On leaving and returning.
The eve of a long weekend and Auckland is primping, preparing to gorge on this regatta and that music festival. Good things, but on this late summer’s day, something beyond the city calls. It’s time for a road trip.
First, deep breathing along the Southern Motorway, then — but not soon enough — a sign for the annual Waikato Rodeo. A sure sign the city is behind you now.
The Waikato Expressway is all very well but you lose out on the singular delights of Hot Stuff, Ngaruawahia’s humble takeaway fit for a queen. Dame Te Atairangikaahu’s final journey, by waka along the Waikato River to Taupiri Mountain, fittingly passed both her preferred fish-and-chips joint and `her ancestral home.
And on, edging around the hem of Hamilton’s dowdy outskirts.
Now all you want is a loo, somewhere to stretch your legs, a feed. Behold, Kihikihi. Not only public toilets but a heritage trail too. And a dairy, whose roof is dominated by a gigantic fibreglass icecream cone, which makes it seem dwarfed by possibility. But Kihikihi is clearly lacking in other departments: a handpainted sign is to the point: “Tractors wanted.”
Not much in the way of food around here, but you’ve planned for that. Beneath a benevolent tree in the grounds of little wooden Christ Church, a picnic table and a lone bench seat await. Here you can eat your brown-rice sushi with salmon and avocado, because you’re an Aucklander, and that’s just the sort of wanky thing we do. Although there is only one seat at the table, you are not alone — an outsized concrete cicada keeps silent sculptural vigil. The nearby Cicada Motel has a vacancy. Does Kihikihi need to revisit its unique selling point?
Nightfall weighs heavily on Otorohanga, already labouring under the hanging flower baskets dotted along the main drag. A man walking past the memorial park doesn’t seem to notice, engaged as he is in an animated conversation with himself.
Nearby Te Kuiti has overdone it on the perfume: fish and chips and rain. Two teenagers shelter heavily under the veranda of a shut-up shop, staring at space or its equivalent, the main trunk line. A few doors along there’s no sign of life, nor of Audrey Hepburn, at Tiffany’s, long-time rest stop of bugger-all-choice for families passing through.
And then you remember that prayer you said once, the night before setting off on a road trip during the school holidays: can mum please please PLEASE be too busy in the morning. Too frazzled to fill the Griffin’s biscuit tin with sandwiches and mix up orange Raro for the Thermos. The next day, prayer answered, the Holden’s back-seat squeeze is eased all the way to Te Kuiti by the anticipation of small victories at the bain marie. Proof that God exists?
Down through the North Island, down through childhood.

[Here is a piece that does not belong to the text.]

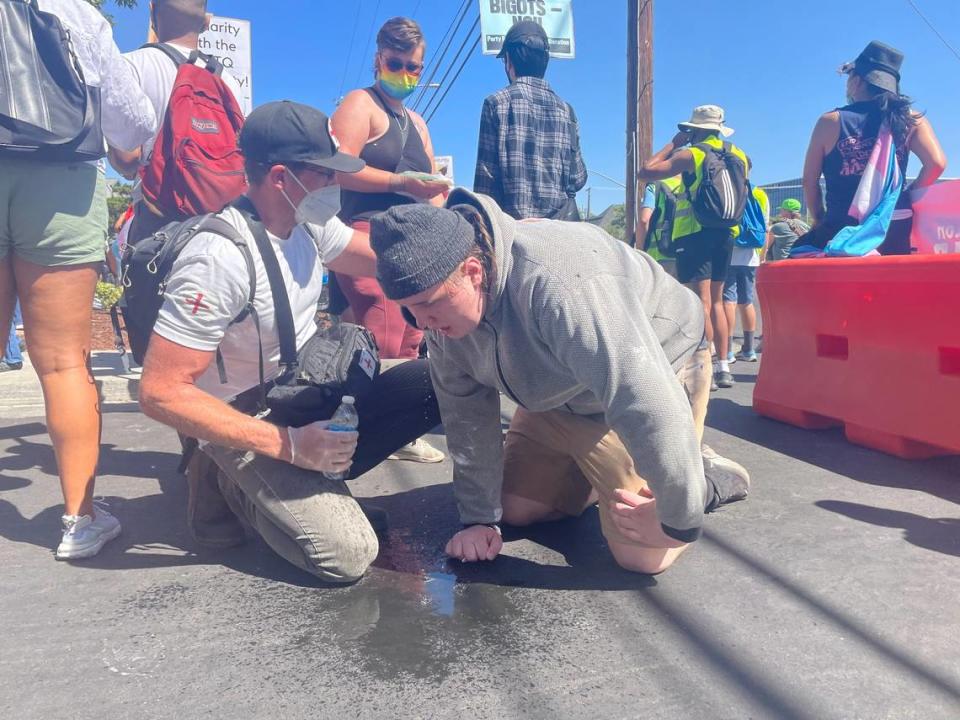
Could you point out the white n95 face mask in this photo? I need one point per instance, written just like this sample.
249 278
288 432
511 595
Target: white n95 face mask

The Cosmopolitan Club on Moa St, Piopio. Population: 502. The slick road shimmers as it twists towards Taranaki. Another sign: 0800 BULLHIRE. Whitebait, black sand, the singular bright light of Mokau. Not long to New Plymouth now.
If you grew up, like me, in a world other than Auckland (yes, it happens) and go back there when you can, perhaps you recognise the sensations of passing through these towns, this country. Disbelief, relief, affection, recognition. A sadness you can’t quite name.
And then before you know it, the same bends and tunnels and hills, this time in reverse. The second of the only journeys we will ever make: leaving and returning. On and on and bloody on, until at last the Southern Motorway lays down its challenge, and the glittering city beckons you back in.